Doris Lessing: Books for the hungry

Doris_lessing

It is an astonishing fact that Zimbabwe, after 20 years of a rule that has starved libraries and schools of books, is full of people who yearn for books, who see them as a key to a better life, and whose attitude is similar to that of people in Europe and the USA up to 50 years ago who read because they agreed with Carlyle’s dictum ‘the real education is a good library’ — and aspired to be educated.

There are libraries and libraries. Some I am involved with would not be recognised as such in more fortunate parts of the world. A certain trust sends boxes of books out to villages which might seem to the illinformed no more than clusters of poor thatched mud huts, but in them may be retired teachers, teachers on holiday, people with three or four years of education who yearn for better. These villages may have no electricity, telephone, running water, but they beg for books from every visitor. Perhaps a hut may be set aside for books, with a couple of shelves in it, or shelves or a trestle may be put under a tree. In a bush village far from any big town, or even a little one, such a trestle with 40 books on it has transformed the life of the area. Instantly study groups appeared, literacy classes — people who can read teaching those who can’t — civic classes and groups of aspirant writers.

A letter from there reads: ‘People cannot live without water. Books are our water and we drink from this spring.’

An enterprising council official in Bulawayo sends out books by donkey car — ‘our travelling library’ — to places where ordinary transport cannot go, because there are no roads, or roads that succumb to dust or mud.

A friend of mine, known to be involved with organisations that supply books, was approached .by two youths in a bush village near Lake Kariba who said, ‘We have built a library, now please give us the books.’

The library was a shelf in a little lean-to of grass and poles, but the books would never succumb to white ants or the book-devouring fish-moth, because they would always be out on loan.

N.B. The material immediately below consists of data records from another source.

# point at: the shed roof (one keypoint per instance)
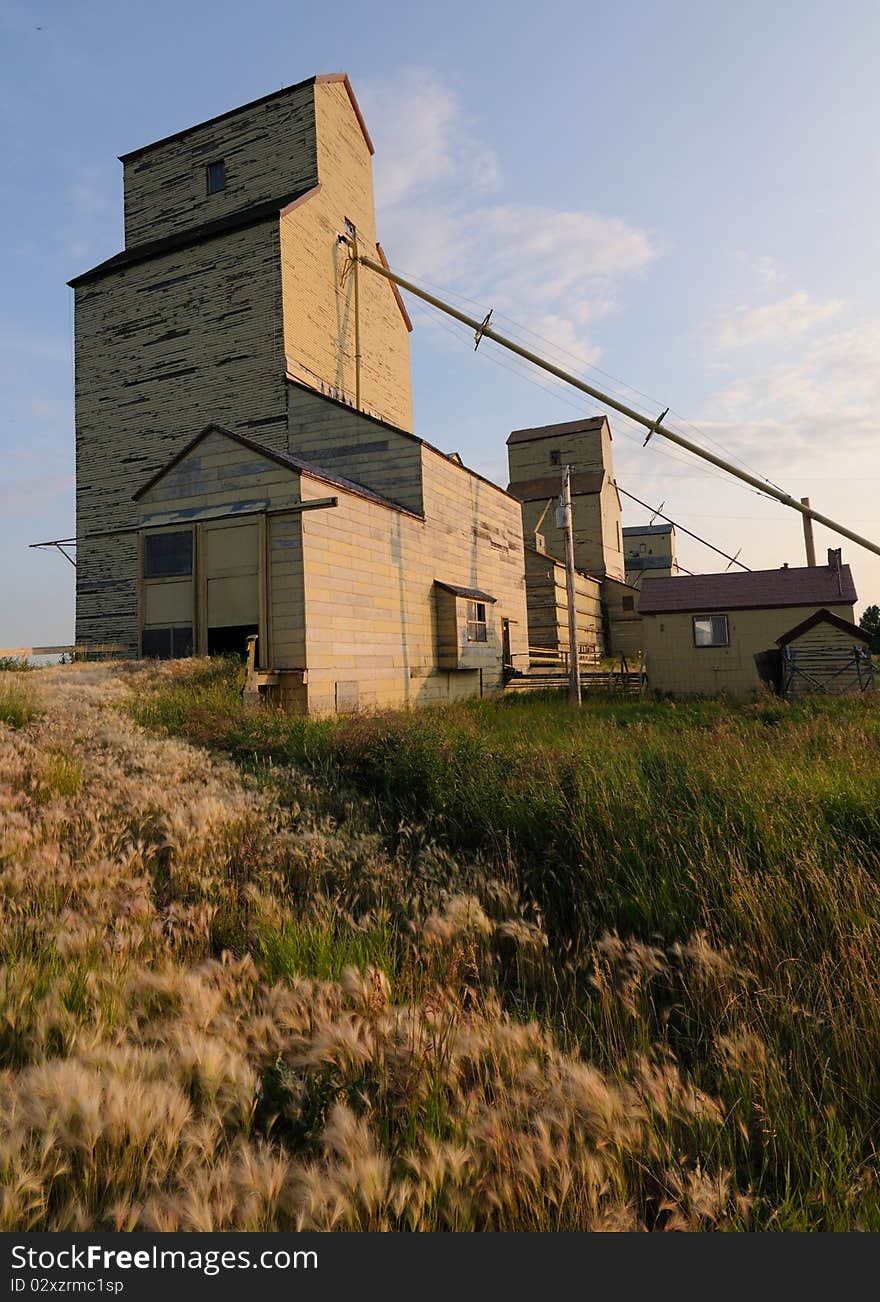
(556, 431)
(473, 594)
(823, 617)
(809, 585)
(633, 530)
(281, 458)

A survey was made in the villages and it turned out that what these book-starved people yearn for are romances, detective stories, poetry, adventures, biography, novels of all kinds, short stories.

Exactly what a survey in this country would reveal — that is, among people who still read.

One problem is that these people do not know what is available that they might like if they tried. The Mayor of Casterbridge was a school set book one year and was read by the adults, and so people ask for books by Hardy.

The most popular book everywhere is George Orwell’s Animal Farm. Another that has queues waiting for it is World Tales by Idries Shah, and it is not only the tales themselves, but the scholarly footnotes attached to them which people enjoy. They say of a story, perhaps from the Sudan or the USA, ‘But we have a story just like that.’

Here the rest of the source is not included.